出太阳时,则掀开塑料薄膜通风、晒日(闽南语,嗮太阳的意思)。当秧苗泛绿,且长到十公分左右时,连同基土卷起,置于畚箕里,挑到稻田插种,如此可减少育秧用地,缩短育秧期,还可提高育秧质量和移种的存活率。

为了增加单产,农技站长还提出缩小插秧的行间距。比如原来五斤谷种的秧苗插播一亩地,要求达到百分之五十以上的谷种增量。王社长要求驻各大队的干部深入各生产小队向社员讲解新法育秧和密植的好处,并在集体的稻田里强制推行。

金小娘动员婆婆带头在自留地试种,但是跟风的社员却不多。有的公社干部采取软硬兼施的办法强行推广,甚至将社员已种下的水秧拔起,改种卷秧,这让社员们很反感。地里要种什么,怎么种,应该由生产队和社员们做主才对,公社干部凭什么强制怎么种呢?

进入初夏,气温渐高,密植后的稻田通风不畅,出现了严重的病虫害。农技站长提出在田间地头放上脸盆,盛上半盆水,内置一只碗,反扣于盆中,然后在碗底上放一盏煤油灯,夜间点亮,以诱杀虫蛾,减少其繁殖量。

同时,以公家补贴的方式鼓励社员购买喷雾器,统一时间,成片喷药,提高灭杀病虫效果。尽管采取了多种措施,但是夏收时一比较,尝试卷秧密植的,由于病虫害的影响,还是比传统的水秧种植产量要少许多,而且增加了多次喷洒农药的费用。

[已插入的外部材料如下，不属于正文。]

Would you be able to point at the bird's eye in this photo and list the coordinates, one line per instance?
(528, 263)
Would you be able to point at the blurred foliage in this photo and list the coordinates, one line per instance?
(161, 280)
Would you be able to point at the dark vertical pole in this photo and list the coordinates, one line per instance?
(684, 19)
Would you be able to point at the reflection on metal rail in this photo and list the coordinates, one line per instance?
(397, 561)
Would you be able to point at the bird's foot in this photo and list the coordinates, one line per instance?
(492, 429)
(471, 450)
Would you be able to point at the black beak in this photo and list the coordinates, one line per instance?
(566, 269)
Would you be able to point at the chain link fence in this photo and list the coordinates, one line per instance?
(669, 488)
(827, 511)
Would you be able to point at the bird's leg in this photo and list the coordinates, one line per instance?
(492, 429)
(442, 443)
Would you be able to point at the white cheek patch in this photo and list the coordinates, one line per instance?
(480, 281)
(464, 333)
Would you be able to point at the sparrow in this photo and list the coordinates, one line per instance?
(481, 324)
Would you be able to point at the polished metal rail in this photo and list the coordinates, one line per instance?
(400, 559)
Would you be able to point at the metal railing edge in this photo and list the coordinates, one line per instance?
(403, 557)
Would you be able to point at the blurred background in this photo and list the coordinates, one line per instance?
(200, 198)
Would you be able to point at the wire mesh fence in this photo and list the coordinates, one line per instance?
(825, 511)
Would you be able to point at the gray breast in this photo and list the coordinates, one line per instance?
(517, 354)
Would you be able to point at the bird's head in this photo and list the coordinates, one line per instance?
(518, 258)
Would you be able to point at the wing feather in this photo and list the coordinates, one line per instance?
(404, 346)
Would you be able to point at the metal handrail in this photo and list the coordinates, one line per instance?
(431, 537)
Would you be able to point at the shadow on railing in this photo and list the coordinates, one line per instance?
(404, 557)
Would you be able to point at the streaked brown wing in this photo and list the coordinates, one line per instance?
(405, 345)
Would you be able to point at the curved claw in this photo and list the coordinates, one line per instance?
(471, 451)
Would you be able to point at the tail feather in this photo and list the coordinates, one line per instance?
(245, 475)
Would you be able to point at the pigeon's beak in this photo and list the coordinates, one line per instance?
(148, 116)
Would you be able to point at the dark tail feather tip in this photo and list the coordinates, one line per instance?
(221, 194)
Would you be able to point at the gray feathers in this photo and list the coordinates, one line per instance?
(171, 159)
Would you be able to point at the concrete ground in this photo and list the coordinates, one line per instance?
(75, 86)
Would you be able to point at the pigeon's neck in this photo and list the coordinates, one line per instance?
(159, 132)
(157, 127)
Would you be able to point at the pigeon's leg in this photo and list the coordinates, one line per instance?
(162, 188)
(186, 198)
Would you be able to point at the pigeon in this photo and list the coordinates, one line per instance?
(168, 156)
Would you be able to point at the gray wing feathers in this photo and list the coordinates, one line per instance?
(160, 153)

金小娘的婆婆责怪金小娘不该带这个头,少收成不说,还得听乡邻的冷嘲热讽。有些过激的社员拿着得了病虫害而枯死的稻草去公社找王社长和农技站长。王社长正好去县里开会,农技站长打长途电话向王社长报告情况。

王社长批评农技站长提的建议脱的离实际,要农技站长赶紧到各大队了解一下遭受病虫害情况,以便研究善后处理意见。农技站长放下电话,打开办公桌的抽屉,取出一小叠攒了很久的工资结余款要赔偿找上门来的社员,一边诚恳地连声道歉。

一位年长的社员说:“你为了我们多产粮食,没试验就强搞,这是急了些,可心是好的,就不用你赔了。”

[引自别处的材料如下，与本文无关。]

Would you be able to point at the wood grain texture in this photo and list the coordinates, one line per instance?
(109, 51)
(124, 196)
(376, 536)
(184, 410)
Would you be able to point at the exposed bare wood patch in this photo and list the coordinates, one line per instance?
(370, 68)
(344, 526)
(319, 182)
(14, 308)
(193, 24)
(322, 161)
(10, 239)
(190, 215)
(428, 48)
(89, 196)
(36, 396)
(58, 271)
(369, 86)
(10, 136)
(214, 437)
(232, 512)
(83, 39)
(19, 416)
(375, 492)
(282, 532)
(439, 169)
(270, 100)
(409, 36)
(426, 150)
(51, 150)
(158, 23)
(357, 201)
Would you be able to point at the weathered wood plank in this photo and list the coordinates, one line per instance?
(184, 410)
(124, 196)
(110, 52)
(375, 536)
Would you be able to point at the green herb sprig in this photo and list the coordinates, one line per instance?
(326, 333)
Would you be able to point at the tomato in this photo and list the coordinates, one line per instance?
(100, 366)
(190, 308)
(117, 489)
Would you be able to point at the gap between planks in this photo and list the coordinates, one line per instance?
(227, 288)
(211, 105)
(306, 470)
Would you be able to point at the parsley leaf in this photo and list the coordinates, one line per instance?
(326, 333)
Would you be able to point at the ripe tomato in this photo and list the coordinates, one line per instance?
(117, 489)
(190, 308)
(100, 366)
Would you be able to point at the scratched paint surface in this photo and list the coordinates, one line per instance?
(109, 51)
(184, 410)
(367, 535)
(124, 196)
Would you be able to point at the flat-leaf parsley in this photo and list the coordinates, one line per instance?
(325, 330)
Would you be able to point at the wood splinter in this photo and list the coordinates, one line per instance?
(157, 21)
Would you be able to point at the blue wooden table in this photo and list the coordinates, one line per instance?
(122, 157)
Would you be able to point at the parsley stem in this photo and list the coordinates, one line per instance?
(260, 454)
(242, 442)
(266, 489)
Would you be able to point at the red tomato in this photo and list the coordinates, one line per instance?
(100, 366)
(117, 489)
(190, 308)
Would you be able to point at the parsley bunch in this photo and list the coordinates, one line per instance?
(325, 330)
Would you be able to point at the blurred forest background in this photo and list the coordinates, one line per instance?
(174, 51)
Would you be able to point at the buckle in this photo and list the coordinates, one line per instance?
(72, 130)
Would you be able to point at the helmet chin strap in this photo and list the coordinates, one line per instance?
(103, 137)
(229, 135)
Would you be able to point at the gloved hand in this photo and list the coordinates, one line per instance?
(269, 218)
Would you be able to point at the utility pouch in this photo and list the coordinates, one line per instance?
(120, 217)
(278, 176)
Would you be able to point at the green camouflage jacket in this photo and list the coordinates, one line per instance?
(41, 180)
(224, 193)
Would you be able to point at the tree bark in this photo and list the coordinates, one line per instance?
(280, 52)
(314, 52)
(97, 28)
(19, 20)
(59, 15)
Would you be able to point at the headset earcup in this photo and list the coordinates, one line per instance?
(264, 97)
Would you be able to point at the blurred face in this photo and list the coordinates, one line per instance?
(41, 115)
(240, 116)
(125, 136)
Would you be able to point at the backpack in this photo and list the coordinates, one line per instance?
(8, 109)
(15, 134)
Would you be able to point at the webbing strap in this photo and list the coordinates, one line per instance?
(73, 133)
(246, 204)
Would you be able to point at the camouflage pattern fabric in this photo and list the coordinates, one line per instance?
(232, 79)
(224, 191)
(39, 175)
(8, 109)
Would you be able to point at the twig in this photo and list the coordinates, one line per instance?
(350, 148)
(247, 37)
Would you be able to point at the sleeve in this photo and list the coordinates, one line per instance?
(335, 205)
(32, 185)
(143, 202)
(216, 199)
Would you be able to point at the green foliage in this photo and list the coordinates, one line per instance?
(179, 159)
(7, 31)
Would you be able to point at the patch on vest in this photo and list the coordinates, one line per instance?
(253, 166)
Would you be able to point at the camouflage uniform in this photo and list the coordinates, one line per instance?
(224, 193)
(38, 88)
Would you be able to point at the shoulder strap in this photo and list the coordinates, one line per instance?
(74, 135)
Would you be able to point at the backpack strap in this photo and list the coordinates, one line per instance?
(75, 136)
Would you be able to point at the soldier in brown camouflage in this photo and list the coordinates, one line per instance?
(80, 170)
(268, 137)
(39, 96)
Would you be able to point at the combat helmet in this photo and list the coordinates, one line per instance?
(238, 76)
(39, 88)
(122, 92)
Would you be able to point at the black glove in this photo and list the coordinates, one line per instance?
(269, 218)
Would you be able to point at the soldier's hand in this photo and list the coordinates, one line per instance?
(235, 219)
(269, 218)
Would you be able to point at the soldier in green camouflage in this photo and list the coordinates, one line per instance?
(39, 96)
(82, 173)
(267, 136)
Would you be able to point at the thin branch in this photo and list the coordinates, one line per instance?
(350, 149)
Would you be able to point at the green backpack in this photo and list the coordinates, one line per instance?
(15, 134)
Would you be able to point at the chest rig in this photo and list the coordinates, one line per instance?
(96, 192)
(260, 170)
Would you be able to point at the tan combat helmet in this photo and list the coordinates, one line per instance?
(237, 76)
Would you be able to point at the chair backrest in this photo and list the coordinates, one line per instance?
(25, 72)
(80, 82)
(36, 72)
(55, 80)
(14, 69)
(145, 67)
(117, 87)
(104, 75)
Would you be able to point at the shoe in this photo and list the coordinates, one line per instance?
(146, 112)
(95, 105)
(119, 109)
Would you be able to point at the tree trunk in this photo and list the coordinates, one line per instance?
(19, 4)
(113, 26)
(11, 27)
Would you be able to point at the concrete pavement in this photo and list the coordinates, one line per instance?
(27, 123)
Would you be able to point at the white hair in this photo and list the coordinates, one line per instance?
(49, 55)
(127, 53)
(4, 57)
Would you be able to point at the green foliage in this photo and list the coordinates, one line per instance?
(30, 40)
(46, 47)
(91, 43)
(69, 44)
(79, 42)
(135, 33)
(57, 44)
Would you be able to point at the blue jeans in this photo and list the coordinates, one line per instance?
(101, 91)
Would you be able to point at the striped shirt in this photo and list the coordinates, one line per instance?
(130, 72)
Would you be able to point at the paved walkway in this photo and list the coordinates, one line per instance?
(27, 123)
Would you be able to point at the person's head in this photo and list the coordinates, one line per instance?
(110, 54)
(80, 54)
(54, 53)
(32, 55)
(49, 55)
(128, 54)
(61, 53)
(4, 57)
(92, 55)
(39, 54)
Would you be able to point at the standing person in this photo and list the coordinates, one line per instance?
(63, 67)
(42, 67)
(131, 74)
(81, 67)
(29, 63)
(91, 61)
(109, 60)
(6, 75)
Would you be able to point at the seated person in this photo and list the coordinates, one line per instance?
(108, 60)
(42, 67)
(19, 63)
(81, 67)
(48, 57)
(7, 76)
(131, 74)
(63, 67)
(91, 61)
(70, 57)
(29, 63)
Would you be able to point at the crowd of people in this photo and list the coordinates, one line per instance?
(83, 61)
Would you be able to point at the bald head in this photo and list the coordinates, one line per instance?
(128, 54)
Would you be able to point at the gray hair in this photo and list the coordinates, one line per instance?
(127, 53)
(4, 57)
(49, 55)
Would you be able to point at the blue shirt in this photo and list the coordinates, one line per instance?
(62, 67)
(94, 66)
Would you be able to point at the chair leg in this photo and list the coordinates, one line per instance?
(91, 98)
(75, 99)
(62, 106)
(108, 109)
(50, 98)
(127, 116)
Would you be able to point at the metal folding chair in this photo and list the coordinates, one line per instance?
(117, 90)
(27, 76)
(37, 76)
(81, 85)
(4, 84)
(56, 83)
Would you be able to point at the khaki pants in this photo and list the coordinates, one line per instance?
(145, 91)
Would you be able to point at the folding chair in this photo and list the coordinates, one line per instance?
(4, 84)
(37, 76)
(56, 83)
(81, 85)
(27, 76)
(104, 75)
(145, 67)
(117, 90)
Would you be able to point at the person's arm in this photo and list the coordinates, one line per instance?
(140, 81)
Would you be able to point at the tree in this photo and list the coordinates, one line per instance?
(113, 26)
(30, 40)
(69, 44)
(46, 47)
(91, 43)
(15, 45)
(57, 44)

农技站长很感动,紧紧地握住年长社员的手,忙不迭地点头。

公社办公场所是解放后新建的,坐落在一座小山坡上,坐北朝南,由五座平房组成,办公和食堂各一座,宿舍两座,会堂这一座相当于两座食堂那么大。

山坡下将要修建一条通往十几里外的山脚下,连接上通往县城的公路,原计划是一年前就要开工的,由于自然灾害的影响而延误了。

修成这条公路,通了客、货车,农民出行就不用靠两只脚板去征服崇山峻岭了,山外的物资也能更多更快地运到这个高海拔的偏僻山区。

王社长到县里接受了修建这条山区公路的任务,回到公社就立即召开社、队两级扩干会,讲了修建这条公路的的意义和计划,要求各大队抓紧发动社员参与,有钱出钱,没钱出力。每个劳力得出一百天的义务工,半劳力减半,伙食自理。

每个大队分段修建,开展劳动竞赛。公社妇委会组织了宣传队,金小娘当了宣传队长,从扫盲班里挑了十几位成绩较好的姐妹当队员,集中起来,请小学音乐老师教唱歌,语文老师编快板,教她们学播音。

经过速成培训之后,宣传队立即出现在施工现场,利用歇工吃饭时间宣传鼓动演出。一面面红旗迎风招展,广播里轮番播着王社长的开工动员讲话和劳动竞赛进度,到处都是热火朝天的施工场面,一派社会主义劳动景象。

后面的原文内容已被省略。